En un mot, l'Occident a suivi sa voie naturelle pour en arriverà son état actuel; quant à nous, mis en présence d'une civilisation plus avancée, nous n'avons pu faire autrement que de l'introduire chez nous, mais, par contrecoup, nous avons été amenés à bifurquer vers une direction autre que celle que nous suivions depuis des millénaires: bien des embarras et bien des déconvenues nous sont, je pense, venus de là.
Ce que l'on appelle le beau n'est d'ordinaire qu'une sublimation des réalités de la vie, et c'est ainsi que mes ancêtres, contraints à demeurer bon gré mal gré dans des chambres obscures, découvrirent un jour le beau au sein de l'ombre, et bientôt ils en vinrent à se servir de l'ombre en vue d'obtenir des effets esthétiques.
(P 51)
La cuisine japonaise, a-t-on pu dire, n'est pas chose qui se mange, mais chose qui se regarde ; dans un cas comme celui-là, je serais tenté de dire: qui se regarde, et mieux encore, qui se médite !
En fait, la beauté d’une pièce d’habitation japonaise, produite uniquement par un jeu sur le degré d’opacité de l’ombre, se passe de tout accessoire.

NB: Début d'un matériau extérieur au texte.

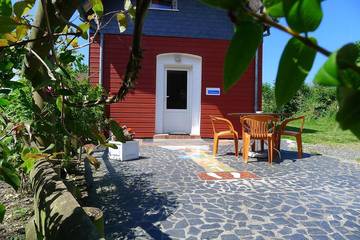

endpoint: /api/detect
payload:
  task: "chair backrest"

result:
[280,116,305,134]
[209,116,235,133]
[240,115,279,138]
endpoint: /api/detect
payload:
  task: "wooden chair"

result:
[210,116,239,156]
[279,116,305,158]
[240,115,279,164]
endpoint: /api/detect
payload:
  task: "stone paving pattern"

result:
[88,143,360,240]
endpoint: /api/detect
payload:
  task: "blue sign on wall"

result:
[206,88,220,96]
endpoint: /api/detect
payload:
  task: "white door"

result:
[163,68,191,134]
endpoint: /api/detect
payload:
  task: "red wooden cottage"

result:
[89,0,262,138]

Je crois que le beau n’est pas une substance en soi, mais rien qu’un dessin d’ombres, qu’un jeu de clair-obscur produit par la juxtaposition de substances diverses. De même qu’une pierre phosphorescente qui, placée dans l’obscurité émet un rayonnement, perd, exposée au plein jour, toute sa fascination de joyau précieux, de même le beau perd son existence si l’on supprime les effets d’ombre.